24.4.20

O vírus da amargura



«No último fim de semana, a passear bem longe de todos a minha cadela por uma zona de Monsanto, em Lisboa, vi várias famílias, cumprindo a distância de segurança, deitadas em mantas ou mesmo em piqueniques. Ninguém ali estava a pôr ninguém em perigo, mas tive a certeza que muitos, talvez a maioria, se vissem aquela cena ficariam horrorizados. Não deixariam de recordar que estão fechados em casa há semanas e que aquelas pessoas não tinham o direito a desfrutar assim daquele momento. Eu fiquei contente por haver quem não deixa que o contador que abre todos os telejornais lhes tire a irreprimível vontade de ser humano. Obrigado.

Sei que o que escreverei aqui, com os nervos de muitos à flor da pele, irritará muita gente. Espero, por outro lado, que alivie os que se sentem sufocados pelo cerco opressivo da vigilância social que ultrapassa em muito as exigências da pandemia. Os que recusam ser regulados pela irracionalidade do pânico que quer ir para lá do estado de emergência. Uns exercem essa opressão por medo. Um medo que deixaram de conseguir controlar e que vai muitíssimo para lá dos factos ou das exigências sanitárias. E querem impor-nos o seu próprio medo, como se ele fosse uma lei da República. Outros sentem finalmente a possibilidade de opinar sobre a vida dos outros, limitá-la, julgá-la. O vírus deu-lhes, julgam, esse direito constitucional. E estão a adorar. Outros, com quem sou bem mais compreensivo, estão corroídos pelo ressentimento. Impedidos de ver quem mais amam, alguns impedidos de se despediram de quem gostam, exigem justiça. Querem impedir cerimónias oficiais que têm garantias de segurança que nenhum funeral ou festividade pode ter ou irritam-se com pequenos momentos de lazer em que está garantido tudo o que é necessário para a distância social exigida. Posso tentar compreender a revolta, mas as medidas de controlo da pandemia não seguem nem têm de seguir critérios de justiça. Seguem critérios de eficácia. E tudo o que não corresponda a um risco pode e dever feito, mesmo que seja injusto perante coisas bem mais importantes que, por razões práticas, foram interditas. Porque a justiça levaria a que todos tivéssemos de sofrer tanto como os que mais sofreram. E não é assim que se vive em sociedade.

Preocupam-me os que perderam ou podem perder o emprego. Preocupam-me os que estão a passar por isto sozinhos, sobretudo os mais velhos. Preocupam-me os têm fragilidades físicas ou psicológicas que tornam isto muito mais insuportável. Sobretudo as mais sensíveis para este momento, que os põem em perigo especial. Preocupam-me os que perderam alguém, num tempo como estes.
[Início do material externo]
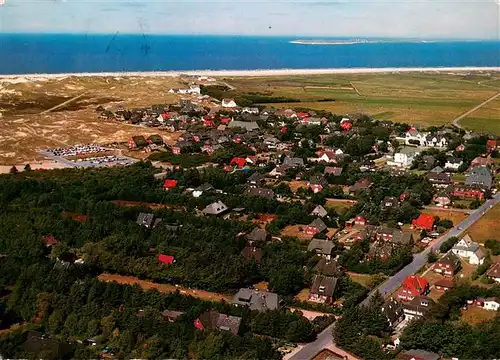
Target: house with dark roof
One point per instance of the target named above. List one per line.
(448, 265)
(424, 222)
(328, 267)
(257, 235)
(360, 185)
(479, 176)
(389, 202)
(256, 179)
(293, 162)
(322, 289)
(380, 250)
(49, 240)
(213, 320)
(147, 220)
(412, 287)
(317, 183)
(316, 227)
(256, 299)
(261, 192)
(332, 171)
(417, 307)
(216, 208)
(494, 272)
(393, 311)
(252, 253)
(468, 249)
(439, 179)
(319, 211)
(323, 248)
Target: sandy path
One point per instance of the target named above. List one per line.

Mas é bom dizer uma coisa, um pouco difícil por estes dias, àqueles que apenas estão, sem riscos físicos e sociais suplementares, em casa à espera de ir trabalhar: é difícil, mas já se viveram e vivem coisas bem mais dramáticas do que estar em casa umas semanas. Sofro pelos velhos isolados e os que perderam o seu emprego e o seu sustento ou os que perderam pessoas queridas. Quanto aos que estão apenas transidos de medo e que querem que o seu medo compreensível mas apenas seu nos sufoque, só peço que respeitem quem, não pondo em perigo a vida de ninguém, se quer sentir vivo e gosta disso. É bom ter pressa para voltar à normalidade. Pouco saudável é querer ficar fechado eternamente. Querer ser feliz não transmite nenhum vírus. Pelo contrário, há um vírus de que temos de nos livrar rapidamente: o que transmite doenças como a amargura, o ressentimento e a irreprimível tentação de querer que os outros sofram no nosso lugar.»